Diese scharfen Maßregeln bewirkten eine ungeheure Aufregung: von allen Seiten ertönte Murren und Widerspruch, Berufung auf alte Bräuche und Privilegien, Klagen über Willkür und Tyrannei, ja man ging bis zu Mordversuchen. Als der Heilige eines Abends mit den seinigen in der Kapelle betete, schoss ein eingeschlichener Priester auf ihn. Auf den Knall verstummte Gebet und Gesang; Angst lähmte Alle; Karl gab ein Zeichen, daß alle knien bleiben sollten, und vollendete ruhig das Gebet. Anfangs hielt er sich tödlich verwundet und opferte Gott sein Leben auf; allein bei der Untersuchung ergab es sich, daß die Kugel ihm nur das Chorhemd und die haut am Rücken geschwärzt hatte und dann zu Boden gefallen war. Karl tat sein Möglichstes, um den Mörder vor gerichtlicher Verfolgung zu retten. Eines Tages erhielt er einen Brief mit dem Bedeuten, daß er ihn schnell lese, weil eine Verschwörung darin angezeigt sei; er aber warf ihn ins Feuer mit den Worten: „Ich will nicht, daß meine Liebe gegen irgend eines meiner Schäflein erkalte.“ Er bewahrte stets einen heitern Gleichmut, kluge Besonnenheit und duldende Nachsicht ohne Pflichtverletzung: er war nie bitter bei Rügen und Verweisen, milderte die Schärfe seines Eifers durch herzliche Sanftmut, blieb aber unerschütterlich fest gegenüber öffentlichen Unordnungen; dort kannte er keine Menschenfurcht.
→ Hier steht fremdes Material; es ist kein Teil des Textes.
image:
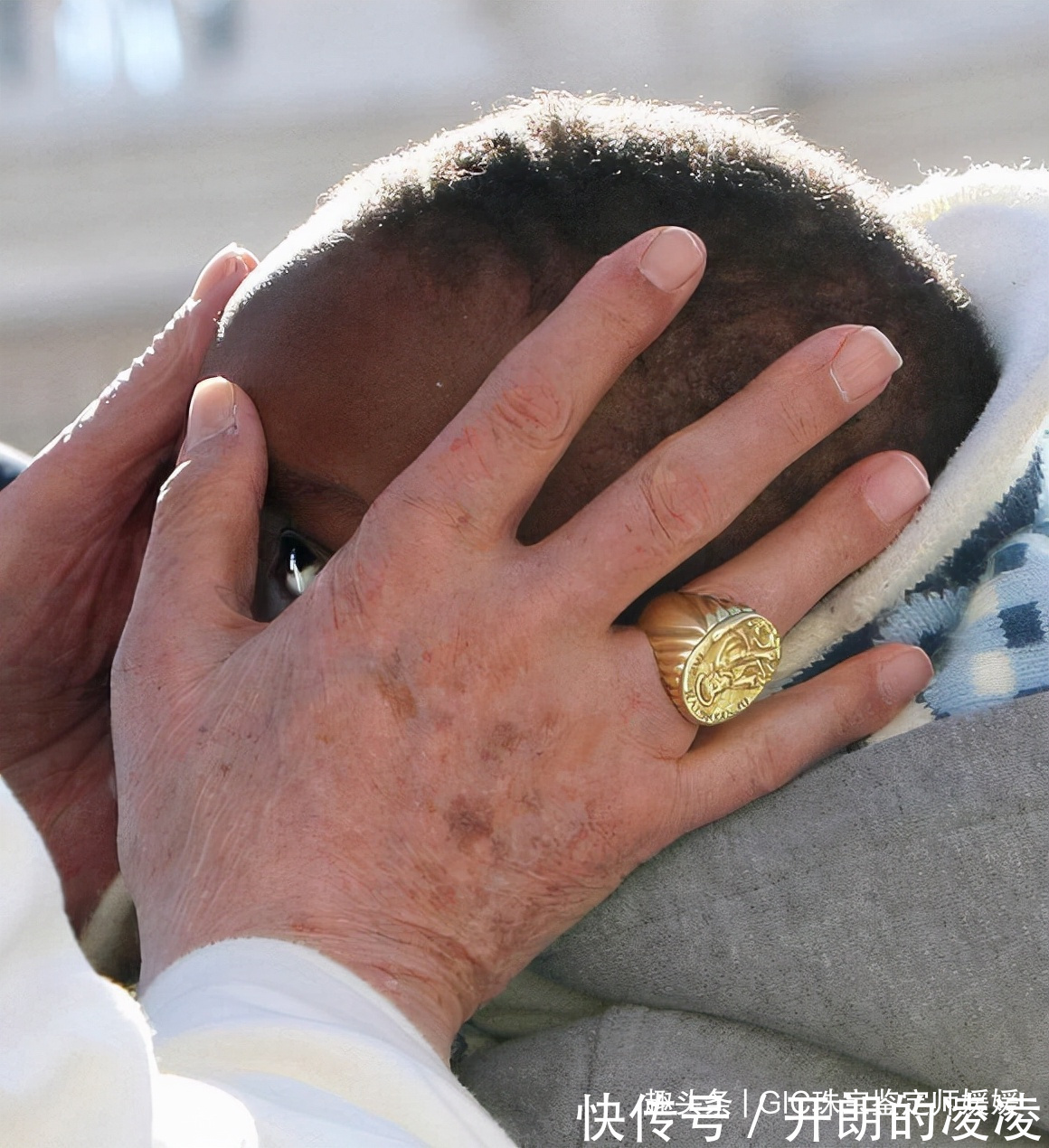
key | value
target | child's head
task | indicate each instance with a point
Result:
(362, 334)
Unbeschreiblich hart waren seine Anstrengungen auf den Visitationsreisen bis in die rauesten Berge hinauf, wo er oft, Steigeisen an den Füßen, den Bergstock in der Hand, den Bündel auf dem Rücken – klettern musste. Seine Schritte begleitete Segen und Trost; er predigte – oft im Tage zwei und dreimal – hörte Beichten, besuchte die Kranken, beschenkte die Armen, redete freundlich und liebreich mit Allen. Die Katholiken der Schweiz verdanken seiner Visitation 1570 sehr große Wohltaten: er erwirkte den Tagsatzungs-Beschluss, daß keine nicht-katholischen Lehrer in katholischen Schulen angestellt werden, keine nicht-katholischen Beamten zur Entscheidung in Religionssachen ermächtigt seien, und die katholischen Kirchen den Staatsschutz genießen sollten; er bewog den Papst Gregor XIII., den ersten Nuntius (päpstlicher Gesandte) in die Schweiz zu schicken; er brachte die Jesuiten nach Freiburg; er bewahrte Graubünden vor dem gänzlichen Abfall und stiftete in Mailand das Schweizer-Kollegium zur Abhilfe des Priestermangels.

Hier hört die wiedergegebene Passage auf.